Par ailleurs, le projet associe l’expression artistique aux enjeux sociaux et politiques pressants en Tunisie, notamment à travers l’initiative Dream City. Depuis sa création en 2007, Dream City est devenu un rendez-vous incontournable à Tunis qui ravit un public jeune avide de culture. Nadia explique que le festival contribue à la revitalisation du patrimoine local à travers sa programmation artistique pluridisciplinaire et ses thématiques variées (écologie, immigration, féminisme…).

Enfin, l’Art Rue a rejoint en 2020 l'initiative Thaqafa Daayer Maydoor / All Around Culture, un programme de coopération internationale cofinancé par l'Union Européenne, qui soutient les initiatives culturelles des jeunes.

Depuis sa création en 2007, Dream City est devenu un rendez-vous incontournable à Tunis qui ravit un public jeune avide de culture.

Ainsi, de Tanger à Tunis en passant par Alger, ces trois projets reprennent le droit sur les espaces urbains en les dédiant à la culture. Ils démontrent ainsi son rôle dans le bien-vivre d’une ville : c’est un outil de cohésion sociale, d’inclusion et d’égalité des genres.

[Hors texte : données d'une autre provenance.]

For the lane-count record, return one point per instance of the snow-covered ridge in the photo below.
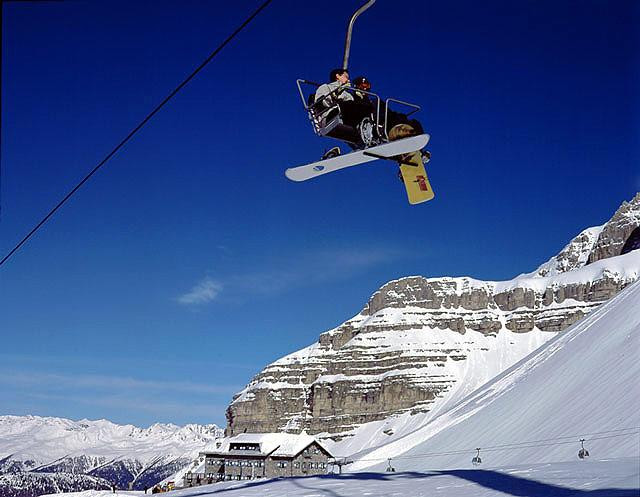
(41, 454)
(582, 383)
(45, 439)
(421, 344)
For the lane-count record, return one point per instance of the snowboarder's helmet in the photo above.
(362, 83)
(335, 73)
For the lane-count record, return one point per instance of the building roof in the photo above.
(273, 444)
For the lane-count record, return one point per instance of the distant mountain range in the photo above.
(417, 349)
(41, 455)
(422, 344)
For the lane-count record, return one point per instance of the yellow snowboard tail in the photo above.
(415, 178)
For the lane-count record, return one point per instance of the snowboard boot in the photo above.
(366, 132)
(400, 131)
(331, 153)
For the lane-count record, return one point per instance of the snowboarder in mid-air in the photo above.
(335, 97)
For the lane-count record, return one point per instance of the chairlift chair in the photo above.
(326, 118)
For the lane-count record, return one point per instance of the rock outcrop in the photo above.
(420, 344)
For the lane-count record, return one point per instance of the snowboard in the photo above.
(385, 151)
(415, 179)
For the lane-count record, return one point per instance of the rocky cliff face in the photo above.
(420, 344)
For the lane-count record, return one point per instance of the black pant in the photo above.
(394, 118)
(354, 112)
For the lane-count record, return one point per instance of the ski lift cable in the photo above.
(135, 130)
(520, 445)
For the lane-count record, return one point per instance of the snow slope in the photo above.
(582, 383)
(528, 420)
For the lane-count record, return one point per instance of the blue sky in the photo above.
(189, 262)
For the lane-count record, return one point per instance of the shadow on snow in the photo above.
(501, 482)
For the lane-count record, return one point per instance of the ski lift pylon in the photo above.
(477, 460)
(390, 469)
(583, 453)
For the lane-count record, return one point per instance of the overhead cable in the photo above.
(135, 130)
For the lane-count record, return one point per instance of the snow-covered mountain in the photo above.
(38, 454)
(527, 422)
(421, 344)
(581, 384)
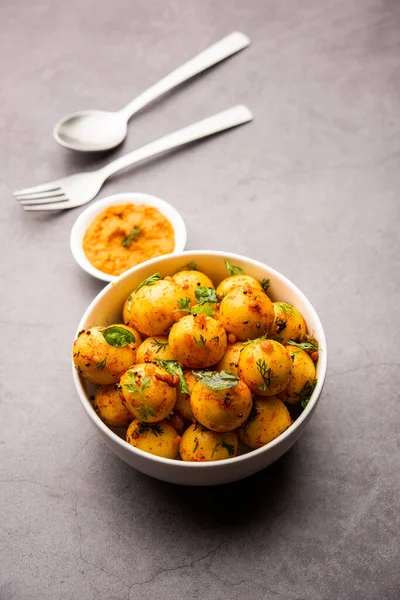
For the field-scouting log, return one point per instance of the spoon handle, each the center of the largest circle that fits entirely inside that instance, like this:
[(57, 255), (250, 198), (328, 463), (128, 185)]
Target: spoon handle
[(214, 54), (224, 120)]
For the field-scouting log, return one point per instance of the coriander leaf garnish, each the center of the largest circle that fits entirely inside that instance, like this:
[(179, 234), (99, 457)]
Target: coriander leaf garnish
[(247, 342), (184, 304), (265, 283), (252, 416), (174, 368), (233, 269), (202, 342), (266, 374), (132, 236), (204, 294), (202, 310), (101, 364), (286, 308), (305, 346), (118, 336), (306, 392), (155, 429), (159, 345), (229, 447), (145, 410), (216, 380)]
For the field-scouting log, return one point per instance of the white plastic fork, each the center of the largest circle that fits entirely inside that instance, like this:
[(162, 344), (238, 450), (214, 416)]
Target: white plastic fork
[(81, 188)]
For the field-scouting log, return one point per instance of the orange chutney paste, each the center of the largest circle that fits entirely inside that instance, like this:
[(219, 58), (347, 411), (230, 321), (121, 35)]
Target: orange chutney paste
[(123, 236)]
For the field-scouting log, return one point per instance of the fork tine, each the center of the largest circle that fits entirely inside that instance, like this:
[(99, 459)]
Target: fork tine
[(40, 195), (43, 207), (43, 201), (44, 187)]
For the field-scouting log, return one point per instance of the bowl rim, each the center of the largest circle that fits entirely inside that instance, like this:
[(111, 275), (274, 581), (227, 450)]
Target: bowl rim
[(87, 216), (226, 461)]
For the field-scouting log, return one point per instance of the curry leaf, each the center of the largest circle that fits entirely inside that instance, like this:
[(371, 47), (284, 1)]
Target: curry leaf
[(204, 294), (174, 368), (118, 336)]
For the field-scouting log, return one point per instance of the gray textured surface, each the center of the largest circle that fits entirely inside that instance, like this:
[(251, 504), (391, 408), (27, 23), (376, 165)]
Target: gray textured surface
[(312, 188)]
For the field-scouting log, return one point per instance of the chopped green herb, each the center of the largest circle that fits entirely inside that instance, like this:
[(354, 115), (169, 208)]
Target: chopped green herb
[(306, 392), (184, 304), (229, 447), (155, 429), (132, 385), (265, 283), (247, 342), (174, 368), (216, 380), (286, 308), (204, 294), (233, 269), (266, 374), (189, 267), (101, 364), (280, 325), (304, 346), (145, 410), (159, 345), (202, 342), (149, 281), (132, 236), (118, 336)]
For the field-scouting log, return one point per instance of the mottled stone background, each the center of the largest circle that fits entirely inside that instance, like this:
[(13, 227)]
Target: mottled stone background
[(312, 188)]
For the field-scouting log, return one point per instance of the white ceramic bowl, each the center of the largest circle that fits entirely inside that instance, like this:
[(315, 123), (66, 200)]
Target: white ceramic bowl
[(88, 215), (108, 304)]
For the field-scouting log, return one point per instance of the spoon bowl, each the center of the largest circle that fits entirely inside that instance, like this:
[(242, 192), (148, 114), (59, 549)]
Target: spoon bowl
[(91, 130), (96, 130)]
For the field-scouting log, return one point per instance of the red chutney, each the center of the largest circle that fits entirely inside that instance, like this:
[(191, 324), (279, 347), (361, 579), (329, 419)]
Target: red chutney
[(125, 235)]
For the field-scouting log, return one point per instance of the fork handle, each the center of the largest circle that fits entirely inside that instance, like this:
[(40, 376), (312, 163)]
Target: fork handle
[(224, 120), (214, 54)]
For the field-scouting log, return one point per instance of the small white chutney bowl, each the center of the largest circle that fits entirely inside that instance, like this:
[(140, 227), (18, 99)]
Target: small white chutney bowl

Ces projets indépendants et citoyens présentent une manière alternative de pratiquer la culture au Maghreb : participative, ouverte sur la ville et au plus près des habitant.e.s. Ils réussissent aussi à engager fortement la participation des femmes.

« Il faut retrouver notre nature de flâneurs dans la ville » s’accordent à dire Magda Maaoui et Amina Mourid. La culture maghrébine est propice à la rencontre « qaadat zmane », à la convivialité autour d’un thé et aux histoires d’antan : des pratiques avec lesquelles il faut renouer.